The mouse made my life a misery.
At times of concentration, silence
its silly squeak and sudden scuttering feet
drove me to distraction. In the end

its sallies on the bread-bin brought a war to death.
I laid the trap. In time a small shrill cry
out from the kitchen meant my war was won.
I all but pitied it, the thin leg crushed,

the bright pathetic eye, its narrow-breasted frame
writhing, futile, in a tiny patch of blood.
A hammer was superfluous - I didn’t know
how fragile is a mouse’s skull. I might

have cracked it, nonchalant, between two fingers.
It was the victim of itself, had too much dared
superior forces, and I flung it out,
a nuisance ended, with the day’s last scrag-ends.
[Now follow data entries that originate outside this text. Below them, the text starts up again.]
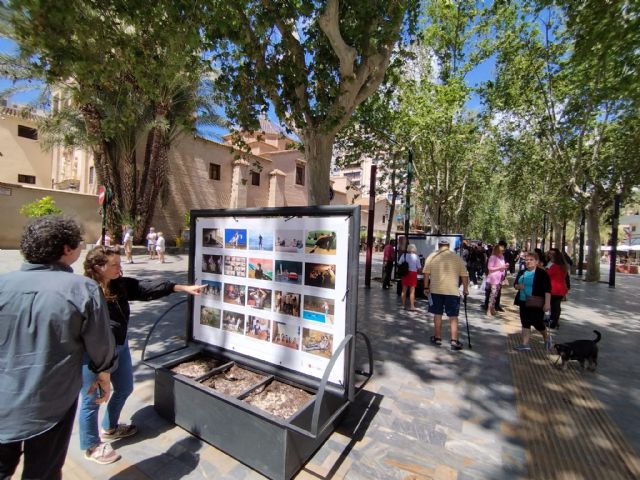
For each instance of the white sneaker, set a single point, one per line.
(102, 454)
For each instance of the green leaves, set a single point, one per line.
(40, 208)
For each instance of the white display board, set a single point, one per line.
(277, 288)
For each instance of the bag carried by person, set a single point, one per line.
(534, 301)
(403, 268)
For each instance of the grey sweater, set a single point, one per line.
(49, 317)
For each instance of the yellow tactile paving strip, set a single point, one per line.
(566, 430)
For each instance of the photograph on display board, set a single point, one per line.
(317, 343)
(235, 266)
(213, 290)
(212, 237)
(321, 242)
(210, 316)
(287, 303)
(290, 241)
(288, 272)
(286, 335)
(233, 322)
(234, 294)
(318, 309)
(261, 268)
(320, 275)
(259, 298)
(235, 238)
(212, 264)
(259, 328)
(261, 240)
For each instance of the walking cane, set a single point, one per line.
(467, 319)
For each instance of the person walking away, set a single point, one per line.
(533, 282)
(127, 242)
(161, 246)
(557, 271)
(388, 257)
(443, 272)
(410, 280)
(102, 264)
(152, 236)
(49, 319)
(497, 268)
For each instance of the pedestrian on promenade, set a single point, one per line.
(103, 266)
(497, 268)
(161, 246)
(152, 236)
(533, 298)
(443, 272)
(127, 242)
(49, 319)
(410, 280)
(388, 257)
(557, 270)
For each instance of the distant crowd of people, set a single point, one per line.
(541, 279)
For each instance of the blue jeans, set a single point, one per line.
(122, 386)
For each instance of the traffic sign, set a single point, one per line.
(102, 194)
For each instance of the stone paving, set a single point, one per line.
(427, 413)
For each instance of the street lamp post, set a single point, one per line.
(615, 217)
(407, 201)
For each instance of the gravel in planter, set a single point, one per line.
(197, 367)
(278, 399)
(233, 381)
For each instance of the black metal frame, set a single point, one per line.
(235, 426)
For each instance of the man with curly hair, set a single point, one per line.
(49, 319)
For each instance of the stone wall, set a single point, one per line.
(84, 208)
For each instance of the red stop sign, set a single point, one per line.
(102, 194)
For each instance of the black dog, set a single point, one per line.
(580, 350)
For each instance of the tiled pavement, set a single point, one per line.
(427, 412)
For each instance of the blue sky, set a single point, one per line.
(481, 73)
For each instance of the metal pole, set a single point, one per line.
(407, 202)
(104, 223)
(615, 217)
(544, 231)
(371, 219)
(581, 246)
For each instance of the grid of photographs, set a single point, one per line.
(274, 266)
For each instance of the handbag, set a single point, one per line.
(534, 301)
(403, 269)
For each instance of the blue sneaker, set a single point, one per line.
(522, 348)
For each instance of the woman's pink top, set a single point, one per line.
(495, 276)
(558, 280)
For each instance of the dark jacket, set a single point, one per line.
(126, 289)
(49, 319)
(541, 284)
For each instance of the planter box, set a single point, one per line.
(237, 427)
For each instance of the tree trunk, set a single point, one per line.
(318, 149)
(557, 235)
(575, 245)
(593, 238)
(392, 208)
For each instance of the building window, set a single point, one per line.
(27, 132)
(214, 171)
(299, 174)
(26, 179)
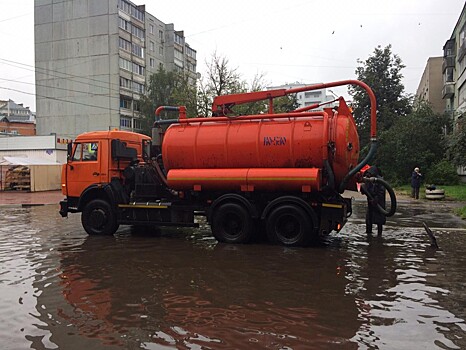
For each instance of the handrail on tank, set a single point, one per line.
(366, 87)
(373, 135)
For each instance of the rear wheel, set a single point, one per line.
(231, 223)
(289, 225)
(98, 218)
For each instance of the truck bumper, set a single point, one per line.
(64, 208)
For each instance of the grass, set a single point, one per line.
(452, 192)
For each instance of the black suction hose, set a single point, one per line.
(390, 191)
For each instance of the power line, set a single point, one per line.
(58, 88)
(61, 100)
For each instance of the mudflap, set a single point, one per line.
(64, 208)
(334, 216)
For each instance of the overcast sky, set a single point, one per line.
(287, 41)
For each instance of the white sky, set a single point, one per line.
(309, 41)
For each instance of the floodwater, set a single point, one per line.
(179, 289)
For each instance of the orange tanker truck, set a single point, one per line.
(282, 173)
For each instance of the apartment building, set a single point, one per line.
(93, 58)
(15, 119)
(431, 84)
(454, 73)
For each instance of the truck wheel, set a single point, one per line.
(231, 223)
(289, 225)
(98, 218)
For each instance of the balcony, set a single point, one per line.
(448, 90)
(448, 62)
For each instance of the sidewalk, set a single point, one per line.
(25, 199)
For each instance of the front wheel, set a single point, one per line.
(231, 223)
(289, 225)
(98, 218)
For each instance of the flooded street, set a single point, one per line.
(178, 288)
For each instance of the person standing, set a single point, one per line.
(416, 178)
(375, 193)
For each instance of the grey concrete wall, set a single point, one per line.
(77, 70)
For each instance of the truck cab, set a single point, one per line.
(95, 160)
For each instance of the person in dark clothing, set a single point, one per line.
(416, 178)
(375, 193)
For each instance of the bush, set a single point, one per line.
(442, 173)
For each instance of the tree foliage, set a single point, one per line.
(457, 144)
(416, 140)
(382, 72)
(221, 79)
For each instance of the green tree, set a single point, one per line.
(416, 140)
(382, 72)
(167, 88)
(221, 79)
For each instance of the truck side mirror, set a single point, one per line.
(120, 151)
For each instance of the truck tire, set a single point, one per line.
(98, 218)
(290, 226)
(231, 223)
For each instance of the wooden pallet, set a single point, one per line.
(18, 178)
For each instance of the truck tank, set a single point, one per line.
(259, 152)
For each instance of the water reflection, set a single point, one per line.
(173, 293)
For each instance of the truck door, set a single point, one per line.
(84, 168)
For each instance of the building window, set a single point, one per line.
(125, 64)
(190, 52)
(138, 32)
(178, 39)
(312, 94)
(178, 55)
(125, 83)
(138, 69)
(136, 106)
(124, 44)
(448, 75)
(124, 24)
(137, 87)
(137, 124)
(191, 67)
(137, 50)
(125, 103)
(136, 13)
(124, 6)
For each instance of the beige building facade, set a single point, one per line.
(431, 84)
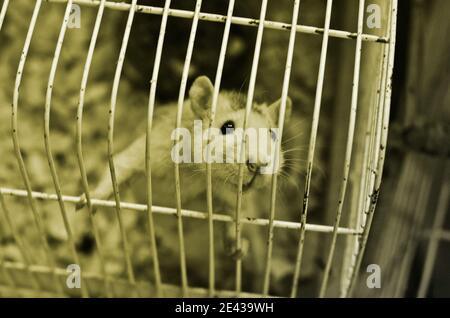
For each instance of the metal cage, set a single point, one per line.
(363, 171)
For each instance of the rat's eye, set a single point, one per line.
(227, 127)
(273, 135)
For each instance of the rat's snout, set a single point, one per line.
(255, 167)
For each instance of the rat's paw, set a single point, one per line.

But is any corpse a corpse too many?
How hard’s a human skull? The local news
told me of a plane whose door, unfastened,
loosened, fell through the bright sky of June,

targeting the cranium of a boy at play.
A marvel! Doctors of that hard tow-head
found nothing worse than bruising. In a week
he was off and squandering a wet July.

That’s luck for you. Instead, my mouse,
by a moment’s indiscretion, met his end.
Is there something in the universe
that foredoomed the mouse and saved the boy?

- I’d not choose to doubt it, only fear one day
that, if not missile from the sky, then still
from out of the blue, the leap will come
of a supercat with sudden claws, and lured

by something of more interest than a lump of cheese,
I but the accident of play. Or else maybe,
unknowing subject of a long-held plan, I’ll fall
into a trap laid out for me alone,

lie supine after cry of pain, will find myself
some squeaking nuisance on another’s ground
and, helpless, await the giant hand outstretched
to extinguish me between two hairy digits.